/blog/
Back to Machine Learning
It’s been a while since I checked in with Machine Learning tools, so here’s a post which is mostly me getting back into it. This is more or less from scratch as I haven’t done any work on my current laptop with machine learning, much less any work on PopOS in Python beyond a few simple scripts. So if you have Python and Pip installed, and you are on PopOS or maybe an Ubuntu based distro, this is sort of a walk through of how things setup.
This is the method of setting up these tools without Anaconda. While Anaconda seems great for beginners in Python, I’ve seen it cause all sorts of dependency issues when running in parallel with standard Python installs.

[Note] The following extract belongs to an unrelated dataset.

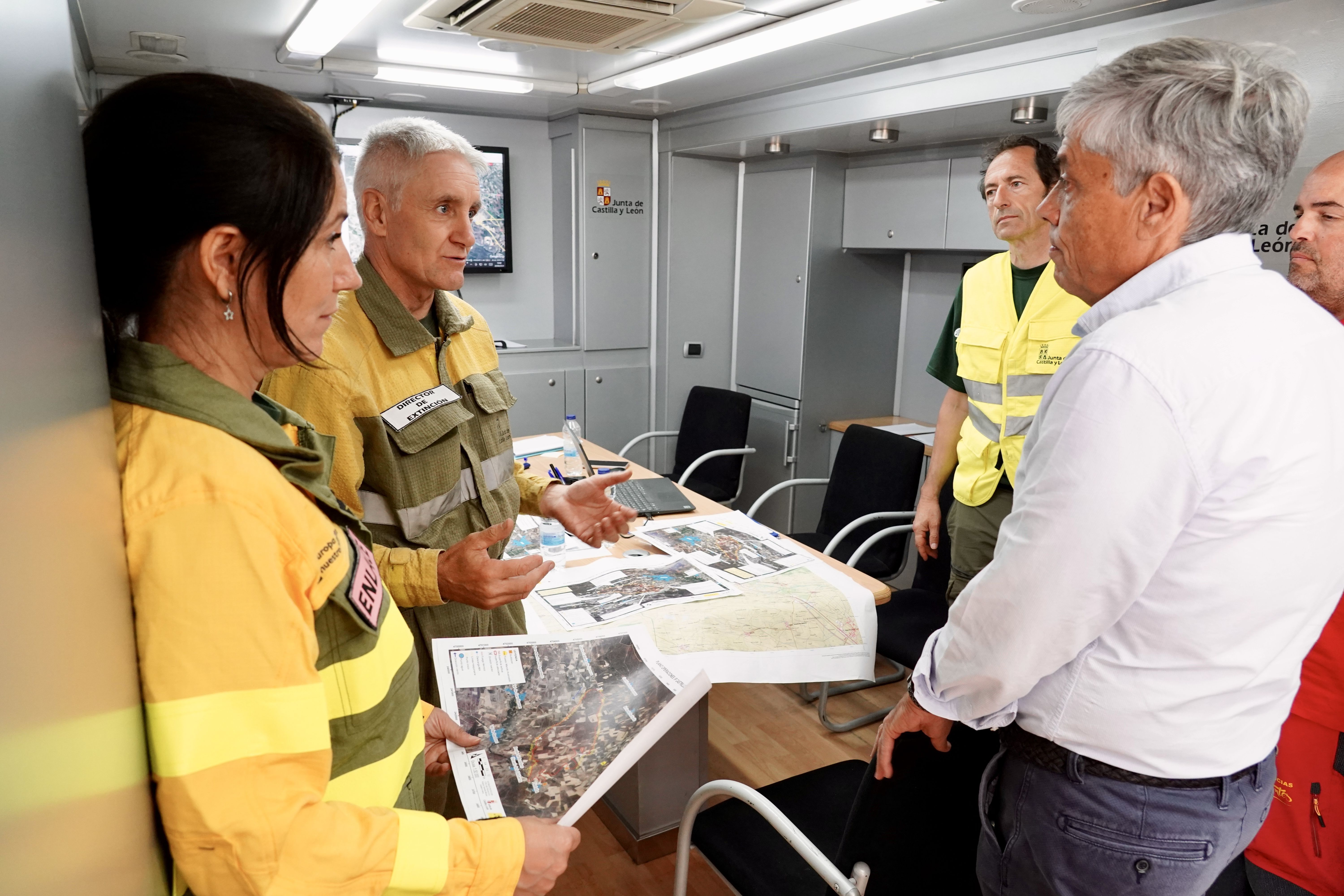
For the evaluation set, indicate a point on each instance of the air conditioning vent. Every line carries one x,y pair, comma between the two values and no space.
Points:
544,22
608,26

First make sure your Pip is up to date and you are not in some Python virtual environment:
gatewaynode@pop-os:~$ pip install --upgrade pip
Collecting pip
Downloading pip-21.0.1-py3-none-any.whl (1.5 MB)
|████████████████████████████████| 1.5 MB 4.5 MB/s
Installing collected packages: pip
Successfully installed pip-21.0.1
Then install TensorFlow with pip. I seem to remember these need to be installed widely enough for Jupyter Notebooks(for any of you poor fools following this as tutorial of sorts, notebooks are Python in an interactive browser based console) to use, so at least as your user, possibly as system global installs.
gatewaynode@pop-os:~$ pip install tensorflow
Collecting tensorflow
Downloading tensorflow-2.4.1-cp38-cp38-manylinux2010_x86_64.whl (394.4 MB)
...
<snip a lot of dependencies and such />
...
Successfully installed absl-py-0.11.0 astunparse-1.6.3 cachetools-4.2.1 flatbuffers-1.12 gast-0.3.3 google-auth-1.26.1 google-auth-oauthlib-0.4.2 google-pasta-0.2.0 grpcio-1.32.0 h5py-2.10.0 keras-preprocessing-1.1.2 markdown-3.3.3 numpy-1.19.5 opt-einsum-3.3.0 pyasn1-0.4.8 pyasn1-modules-0.2.8 requests-oauthlib-1.3.0 rsa-4.7 tensorboard-2.4.1 tensorboard-plugin-wit-1.8.0 tensorflow-2.4.1 tensorflow-estimator-2.4.0 termcolor-1.1.0 typing-extensions-3.7.4.3 werkzeug-1.0.1 wheel-0.36.2 wrapt-1.12.1
We’ll still most likely need a few more dependencies for the Notebooks to do some of their fancy-fancy.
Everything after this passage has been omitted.